Facteurs retard dans la cicatrisation
Infection
Présence de corps étranger dans les plaies
Carence en vitamine C
Carence en zinc
Apport important d'hormones adréno-corticostéroïdes (cortisone)

Complications
La complication immédiate de la cicatrisation est avant tout l'infection qui empêche l'amorce du processus de cicatrisation de se mettre en place.
Le deuxième type de complications, plus tardif, est l'apparition d'une cicatrice chéloïdienne qui est une cicatrice pathologique se caractérisant par un bourrelet de consistance fibreuse. Ceci survient plus particulièrement chez les sujets noirs et asiatiques et surtout après brûlure. Pour prévenir ce genre de complications, il est parfois nécessaire de mettre en place un système de compression (comme des vêtements compressifs entre autres) qui permet de réduire au maximum l'expansion de la plaie qui a tendance à se faire de façon excessive.

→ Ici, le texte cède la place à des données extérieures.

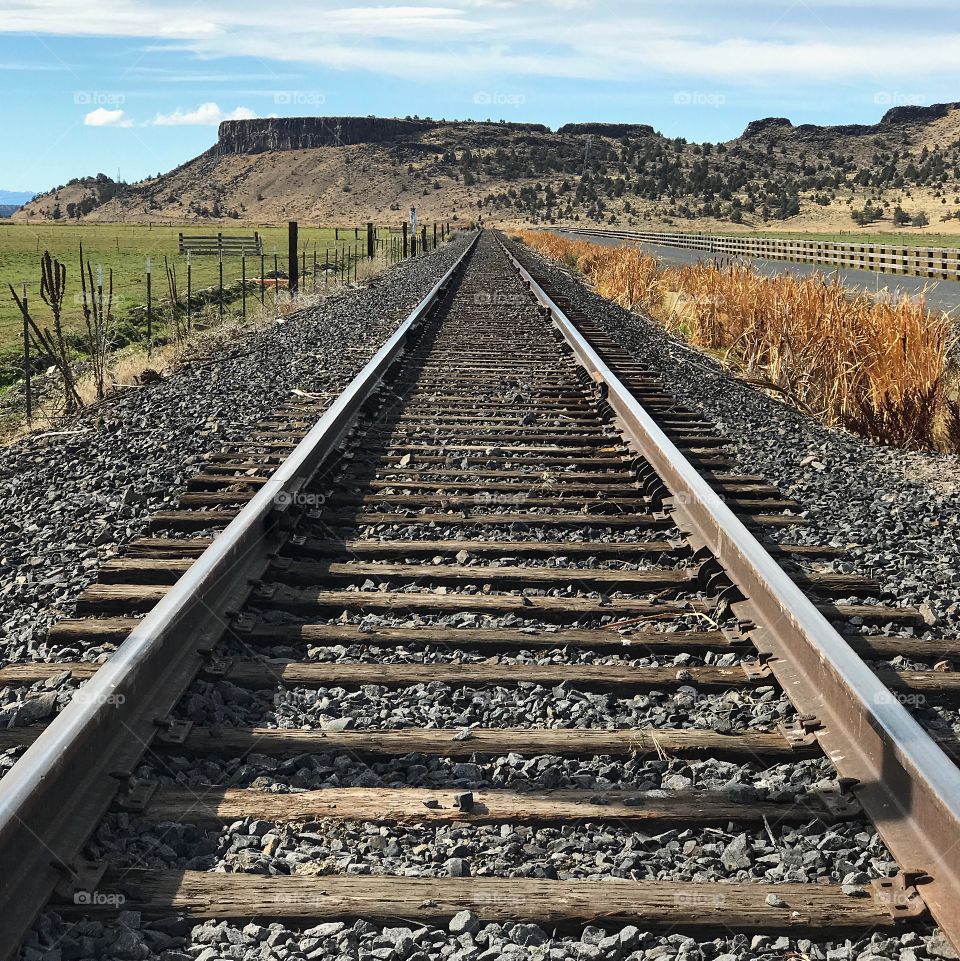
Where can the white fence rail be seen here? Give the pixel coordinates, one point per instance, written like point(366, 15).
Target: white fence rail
point(936, 263)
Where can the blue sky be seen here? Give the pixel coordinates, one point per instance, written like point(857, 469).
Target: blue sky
point(138, 87)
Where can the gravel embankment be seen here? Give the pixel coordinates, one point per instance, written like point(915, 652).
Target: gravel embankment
point(848, 853)
point(897, 513)
point(72, 498)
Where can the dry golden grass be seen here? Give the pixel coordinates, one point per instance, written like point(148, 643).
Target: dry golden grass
point(880, 369)
point(126, 368)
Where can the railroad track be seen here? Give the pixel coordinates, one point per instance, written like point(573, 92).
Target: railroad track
point(503, 502)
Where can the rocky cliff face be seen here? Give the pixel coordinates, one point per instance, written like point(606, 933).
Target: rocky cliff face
point(304, 133)
point(615, 131)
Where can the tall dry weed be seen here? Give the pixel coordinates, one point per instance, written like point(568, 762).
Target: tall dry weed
point(879, 368)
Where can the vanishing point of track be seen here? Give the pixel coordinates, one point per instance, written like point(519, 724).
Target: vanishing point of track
point(499, 459)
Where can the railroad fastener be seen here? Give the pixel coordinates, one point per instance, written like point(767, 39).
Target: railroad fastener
point(136, 794)
point(899, 895)
point(79, 879)
point(172, 731)
point(242, 623)
point(216, 666)
point(757, 669)
point(838, 799)
point(802, 731)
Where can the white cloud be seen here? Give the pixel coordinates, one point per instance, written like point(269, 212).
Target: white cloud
point(101, 117)
point(813, 42)
point(207, 114)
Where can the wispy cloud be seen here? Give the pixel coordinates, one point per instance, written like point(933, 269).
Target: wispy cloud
point(741, 41)
point(207, 114)
point(101, 117)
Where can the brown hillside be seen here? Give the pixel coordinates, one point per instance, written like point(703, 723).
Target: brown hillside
point(351, 169)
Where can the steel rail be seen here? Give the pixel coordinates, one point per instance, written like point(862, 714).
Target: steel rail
point(54, 796)
point(907, 785)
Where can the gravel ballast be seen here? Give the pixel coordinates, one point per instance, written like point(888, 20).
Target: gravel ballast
point(73, 497)
point(897, 513)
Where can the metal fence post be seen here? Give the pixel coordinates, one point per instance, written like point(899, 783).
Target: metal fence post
point(27, 373)
point(149, 302)
point(293, 257)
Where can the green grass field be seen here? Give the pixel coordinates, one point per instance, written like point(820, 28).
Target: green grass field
point(124, 249)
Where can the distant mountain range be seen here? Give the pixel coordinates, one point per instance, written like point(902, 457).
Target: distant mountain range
point(12, 200)
point(903, 170)
point(16, 198)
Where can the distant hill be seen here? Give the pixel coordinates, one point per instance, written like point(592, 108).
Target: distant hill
point(16, 197)
point(350, 169)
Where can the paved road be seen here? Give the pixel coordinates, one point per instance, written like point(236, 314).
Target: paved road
point(941, 294)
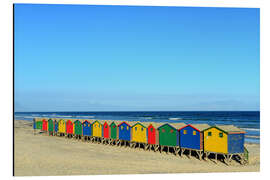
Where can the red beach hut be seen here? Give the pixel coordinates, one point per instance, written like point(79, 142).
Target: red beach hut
point(152, 133)
point(106, 130)
point(69, 126)
point(44, 125)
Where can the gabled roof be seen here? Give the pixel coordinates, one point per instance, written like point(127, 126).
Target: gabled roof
point(97, 121)
point(154, 124)
point(135, 123)
point(228, 129)
point(198, 127)
point(123, 123)
point(176, 126)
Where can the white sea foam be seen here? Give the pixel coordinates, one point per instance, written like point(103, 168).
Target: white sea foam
point(251, 129)
point(175, 118)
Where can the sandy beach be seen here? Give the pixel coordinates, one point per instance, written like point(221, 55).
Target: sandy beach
point(42, 155)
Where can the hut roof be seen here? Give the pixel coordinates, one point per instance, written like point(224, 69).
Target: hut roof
point(176, 126)
point(137, 122)
point(155, 124)
point(127, 122)
point(229, 128)
point(200, 127)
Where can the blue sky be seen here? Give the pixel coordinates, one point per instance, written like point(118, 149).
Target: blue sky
point(124, 58)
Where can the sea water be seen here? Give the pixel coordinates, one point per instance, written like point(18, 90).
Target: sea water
point(249, 121)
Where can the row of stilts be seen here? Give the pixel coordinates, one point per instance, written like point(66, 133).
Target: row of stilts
point(176, 150)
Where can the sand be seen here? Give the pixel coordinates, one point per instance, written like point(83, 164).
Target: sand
point(42, 155)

Le troisième type de complications se caractérise par les rétractions cutanées et la perte d'élasticité de la peau. Cette complication nécessite un travail de rééducation pour redonner à la cicatrice une certaine souplesse, par manipulation locale de la peau ou par massage-pétrissage. Si ce travail de récupération n'est pas effectué correctement, on peut assister à une atteinte des articulations.

Traitement
La cicatrisation de seconde intention nécessite le plus souvent l'utilisation de médicaments dermatologiques (solution, pommade, pansement, enzyme protéolytique telle que la streptokinase) et d'outils chirurgicaux (bistouri, curette, etc…).
Dans le cas d'un ulcère de jambe, il est nécessaire de désinfecter préalablement à la plaie avec des antiseptiques (chlorhexidine ou hexamidine puis d'effectuer un nettoyage (consistant à éliminer les débris et les excès de sécrétion) soit par geste chirurgical soit par médicaments protéolytiques (dont le but est de détruire les lambeaux de peau morte qui viennent polluer la plaie). Dans un troisième temps, il peut être nécessaire, quand la cicatrisation ne se fait toujours pas, de favoriser le bourgeonnement et la granulation (prolifération de tissu neuf) et enfin l'épidermisation (constitution d'une couche de cellules telles que celles de l'épiderme) venant protéger ce tissu nouvellement constitué. Ce processus final de cicatrisation doit être dans certains cas amélioré encore par la la mise en place d'un pansement hydrocolloïde occlusif. Dans les brûlures, l'épithélium des glandes sudoripares du tissu graisseux (adipeux) situé sous le derme qui a survécu à la brûlure, contribue quelquefois de manière intéressante à la cicatrisation.
L'utilisation d'une greffe d'un épithélium, prélevé sur la peau du même individu, est souvent d'un grand secours.